Le mouvement s’amplifie

Brève
01/12/2022

 

Depuis le 18 octobre, de plus en plus de salariés des ateliers de la maintenance de la RATP se joignent au mouvement de lutte. Plus de cinq cents ouvriers en colère ont envahi à nouveau le siège à Paris Bercy, lundi 28 novembre, jour où Jean Castex, nouveau PDG de la RATP et ancien ministre de Macron, entrait en fonction.

Les travailleurs veulent stopper la remise en cause des primes, les intégrer au salaire et obtenir 300 euros d’augmentation. La semaine précédente, la direction a un peu lâché sur les primes, dont la suppression devait amputer les salaires de 50 à 250 euros. Mais sa proposition prévoit que les nouveaux embauchés et ceux qui changent de poste ne les touchent pas. L’idée de travailler avec un collègue qui n'aurait pas les mêmes primes a choqué.

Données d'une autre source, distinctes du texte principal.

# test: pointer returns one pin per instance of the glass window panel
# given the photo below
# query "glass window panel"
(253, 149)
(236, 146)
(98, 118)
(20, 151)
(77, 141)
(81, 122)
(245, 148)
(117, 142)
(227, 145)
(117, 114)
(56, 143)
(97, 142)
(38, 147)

Face aux risques de paralysie, la direction a mis en place des visites de sécurité a minima. Cela choque les salariés car en temps normal, elle les sanctionne lourdement pour le moindre manquement en évoquant la sécurité ferroviaire.

L'extension et l’approfondissement du mouvement renforcent la détermination des salariés en lutte.